Con el primer pesebre por san Francisco de Asís

A comienzos de este enero de 2023, a través de una de las plataformas tecnológicas de comunicación a distancia, mi esposa Sandra y yo logramos hablar con una de nuestras sobrinas en su cumpleaños y celebrar así su día especial. En la videollamada ella nos contaba cómo, en el momento que se despertó, pensaba y se decía a sí misma con alegría: “¡Increíble! ¡Tengo once años, tengo once años!”. Aún más increíble nos lo parecía a nosotros cuando comprobamos lo veloz que transcurre el tiempo, casi sin darnos cuenta, lo que resulta en un necesario recordatorio que nos induce a atender y a degustar el don cada instante. Pero volvamos a lo que nos sugiere la manifiestación gozosa de la querida sobrina. En nuestro idioma y su riqueza expresiva –y supongo también que así ocurre en otras lenguas–, sabemos que aquella exclamación de contento está lejos de señalar con exactitud una incredulidad sobre el hecho, pues busca más bien mostrar con una admiración imprecisa, o quizás con una precisión de distinto orden al acostumbrado, una sorpresa tan feliz que inunda la conciencia y aún no logra percibir los alcances del suceso, a la vez que se desborda en posibilidades. Aquel asombro entusiasta –en expresión paradójica– es certeza del presente, celebración simultánea de vida y gratitud que se abre y experimenta esperanza. ¿No son estos los elementos esenciales que configuran una fiesta a partir de un motivo concreto? Siguiendo un poco a Antoine de Saint-Exupéry y su singular espíritu de niño, las celebraciones y sus ritos nos recuerdan y nos permiten habitar el tiempo, es decir, ellas propician, con su significado diferente en la sucesión de los días, que nuestro ser pueda sentirse “como en casa”, libre y conscientemente acogido en el presente; en el peregrinaje de la vida aquellas, con su repetición periódica, acaso son hitos distintivos de la ruta temporal y a la vez esperados albergues provisionales con grato abastecimiento.

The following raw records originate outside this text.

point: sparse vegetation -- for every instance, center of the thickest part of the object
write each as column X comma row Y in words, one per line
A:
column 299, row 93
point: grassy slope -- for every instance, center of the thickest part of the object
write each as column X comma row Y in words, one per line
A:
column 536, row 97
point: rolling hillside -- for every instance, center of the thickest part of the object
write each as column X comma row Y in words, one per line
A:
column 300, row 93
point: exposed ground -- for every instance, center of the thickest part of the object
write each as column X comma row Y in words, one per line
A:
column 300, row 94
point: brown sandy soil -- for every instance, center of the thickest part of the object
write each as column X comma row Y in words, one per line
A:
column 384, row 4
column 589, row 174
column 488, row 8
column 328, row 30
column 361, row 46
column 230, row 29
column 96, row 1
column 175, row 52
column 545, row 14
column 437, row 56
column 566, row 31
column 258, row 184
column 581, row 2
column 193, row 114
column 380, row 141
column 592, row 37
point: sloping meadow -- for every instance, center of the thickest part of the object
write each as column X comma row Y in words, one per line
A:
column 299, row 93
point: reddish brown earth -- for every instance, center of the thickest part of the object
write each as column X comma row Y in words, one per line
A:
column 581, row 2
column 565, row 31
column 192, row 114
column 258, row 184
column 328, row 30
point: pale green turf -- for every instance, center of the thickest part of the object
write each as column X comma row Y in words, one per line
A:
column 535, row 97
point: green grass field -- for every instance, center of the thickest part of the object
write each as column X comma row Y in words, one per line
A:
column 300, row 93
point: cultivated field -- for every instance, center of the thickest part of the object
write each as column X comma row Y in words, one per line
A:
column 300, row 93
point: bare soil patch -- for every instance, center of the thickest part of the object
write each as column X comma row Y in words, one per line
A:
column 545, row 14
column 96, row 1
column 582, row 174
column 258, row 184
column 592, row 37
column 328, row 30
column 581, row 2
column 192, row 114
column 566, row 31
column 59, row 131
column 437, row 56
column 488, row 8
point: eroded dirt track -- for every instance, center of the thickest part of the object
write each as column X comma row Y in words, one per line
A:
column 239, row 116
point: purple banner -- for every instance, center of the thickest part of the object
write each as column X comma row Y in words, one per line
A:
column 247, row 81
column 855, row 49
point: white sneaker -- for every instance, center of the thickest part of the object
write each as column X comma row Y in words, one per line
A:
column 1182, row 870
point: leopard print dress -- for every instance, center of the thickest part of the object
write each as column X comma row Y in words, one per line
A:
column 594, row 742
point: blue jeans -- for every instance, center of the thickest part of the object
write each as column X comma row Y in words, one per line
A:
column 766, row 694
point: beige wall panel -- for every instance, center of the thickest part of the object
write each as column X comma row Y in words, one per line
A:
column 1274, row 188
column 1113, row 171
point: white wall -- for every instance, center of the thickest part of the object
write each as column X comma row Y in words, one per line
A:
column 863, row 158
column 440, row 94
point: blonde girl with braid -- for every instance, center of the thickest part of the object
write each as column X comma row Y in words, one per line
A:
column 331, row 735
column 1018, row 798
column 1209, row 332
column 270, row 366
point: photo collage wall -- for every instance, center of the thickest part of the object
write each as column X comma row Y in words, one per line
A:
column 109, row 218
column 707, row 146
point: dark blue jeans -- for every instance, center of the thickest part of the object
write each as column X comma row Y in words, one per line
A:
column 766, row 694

Coincidiendo con la línea festiva, la extensa familia franciscana, desde el inicio del tercer milenio de nuestra era, ha estado atenta a celebrar de los hechos históricos más relevantes vinculados con la vida y gesta de san Francisco de Asís (1182-1226) y que alcanzan la muy alta y exacta cifra de ocho siglos. ¡Increíble! ¡Se cumplen 800 años!, podríamos también expresar con gran alegría ante la ingente cantidad de tiempo transcurrido y los números redondos que son aún más llamativos. De esta forma, el pasado 2 de octubre de 2022, la Conferencia de la Familia Franciscana –órgano que reúne los ministros generales de las distintas órdenes de este carisma– anunció la decisión de emprender el Centenario franciscano, un camino muy especial para estos tiempos con el fin de celebrar propiamente el octavo centenario de la Pascua de san Francisco –tal como la tradición ha llamado su tránsito y partida a los brazos de nuestro Padre celestial–  y los acontecimientos culminantes de cada uno de los últimos cuatro años de su vida tras las huellas de Jesucristo; el festejo y goce de la memoria serán además, con la conciencia atenta a nuestra fragilidad humana, una estimulante y favorable oportunidad para continuar actualizando la necesaria conversión. Este abarcante Centenario se ha dividido en cuatro centenarios más específicos en los que se podrá contemplar y reflexionar a partir de los temas de las efemérides: la aprobación de la Regla de los Hermanos menores y la Navidad en Greccio (1223-2023), el don de los Estigmas (1224-2024), el Cántico de la Criaturas (1225-2025) y la Pascua de Francisco de Asís (1226-2026). Así, apenas transcurida una semana de este 2023 y luego de la Epifanía del Señor, el 7 de enero, en el Santuario de Greccio en la provincia italiana de Rieti), fue jubilosa y solemnemente inaugurada esta gran fiesta franciscana con la ceremonia de apertura del primer centenario, esto es, de los 800 años de la Regla bulada escrita por san Francisco y de la invención del primer pesebre ideado por il Poverello d’Assisi para la muy especial celebración litúrgica de la Nochebuena. Y es justo sobre la primigenia y afortunada representación en Greccio del Nacimiento de Jesús que deseo compartir unas líneas.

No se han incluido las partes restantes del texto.